Technical Analysis Basics

This helps you understand what you see on the chart while the EA is working. Technical analysis is based on historical price movements.

  • Japanese Candlesticks: The most popular representation method, showing the opening, closing, minimum, and maximum price of a given period on the chart. They form patterns from which basic price-action-based strategies can be built.
  • Support and Resistance: Price levels where the exchange rate has previously reversed or stalled. Our algorithms often monitor these "psychological" levels as technical indications as well.
  • Trendlines: Help identify the market direction (uptrend, downtrend, or sideways).

Most Common Technical Indicators

Technical indicators are mathematical and statistical calculations primarily based on an instrument's previous price changes, historical data, and volume. Based on these, they generate visual curves or bars on the chart, helping to put statistical probabilities into context when forecasting the direction of new price movements.

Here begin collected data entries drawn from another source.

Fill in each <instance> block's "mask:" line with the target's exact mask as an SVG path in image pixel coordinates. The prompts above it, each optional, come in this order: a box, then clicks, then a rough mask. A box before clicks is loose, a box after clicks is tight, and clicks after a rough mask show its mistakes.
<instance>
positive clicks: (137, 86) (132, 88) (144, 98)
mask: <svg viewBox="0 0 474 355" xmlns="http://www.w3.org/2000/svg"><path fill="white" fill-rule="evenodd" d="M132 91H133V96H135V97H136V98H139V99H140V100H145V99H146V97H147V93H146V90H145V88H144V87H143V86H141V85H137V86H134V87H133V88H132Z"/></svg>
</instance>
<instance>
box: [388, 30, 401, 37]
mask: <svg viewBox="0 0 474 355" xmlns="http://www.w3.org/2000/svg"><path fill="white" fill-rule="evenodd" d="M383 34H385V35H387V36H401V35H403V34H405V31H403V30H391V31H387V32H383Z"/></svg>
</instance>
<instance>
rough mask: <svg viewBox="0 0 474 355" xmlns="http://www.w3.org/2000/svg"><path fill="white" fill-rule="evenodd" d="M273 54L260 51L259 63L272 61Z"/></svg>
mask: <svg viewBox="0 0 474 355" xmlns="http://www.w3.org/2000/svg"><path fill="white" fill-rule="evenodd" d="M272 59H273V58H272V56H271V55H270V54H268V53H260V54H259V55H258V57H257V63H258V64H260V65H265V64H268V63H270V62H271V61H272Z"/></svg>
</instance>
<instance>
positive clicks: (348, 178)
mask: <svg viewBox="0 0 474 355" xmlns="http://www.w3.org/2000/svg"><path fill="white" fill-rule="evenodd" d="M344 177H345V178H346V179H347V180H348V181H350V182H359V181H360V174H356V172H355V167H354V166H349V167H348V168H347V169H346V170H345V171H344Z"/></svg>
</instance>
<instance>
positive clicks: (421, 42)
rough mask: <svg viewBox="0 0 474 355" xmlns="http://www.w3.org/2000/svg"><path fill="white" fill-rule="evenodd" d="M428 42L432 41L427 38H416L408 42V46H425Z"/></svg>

  • Moving Averages (MA): Smooth out and track price movement by continuously recalculating and feeding back the average price of a given period. Excellent visual trend direction indicators.
  • MACD (Moving Average Convergence Divergence): Examines the relationship between two moving averages of different periods to indicate trend strength and possible momentum reversals.
  • RSI (Relative Strength Index): A momentum oscillator measuring the speed of exponential price movements on a purely statistical scale from 0 to 100. It shows when a market segment is considered extremely "overbought" (above level 70) or completely "oversold" (below 30), which may lead to a turning point.
  • Bollinger Bands: Measure market volatility with external bands bounded by a set standard deviation tied to a simple central moving average. Contracting bands often signal an upcoming violent breakout, while prices moving outside reveal valuation deviations.
Quantum Core EA Robot

Why Automation?

90% of manual traders fail. Why? Because of the human factor and stress.

Benefits of automated trading (algorithms or EAs):

  • Emotionless: The robot feels no fear, stress, or greed. It executes the coded strategy precisely.
  • 24/5 Monitoring: A human cannot sit in front of the monitor continuously at midnight and dawn, nor observe multiple instruments with the same intensity. An algorithm can.
  • Execution Speed: The machine calculates slippage, levels, profit, and loss status in a fraction of a second and acts, which the human brain and hand could not keep up with.
  • Iron Discipline: The EA never deviates from the stop-loss level, never pushes it out thinking "it might reverse any moment" – it sticks strictly to mathematical probability, cutting losses where it reaches the threshold.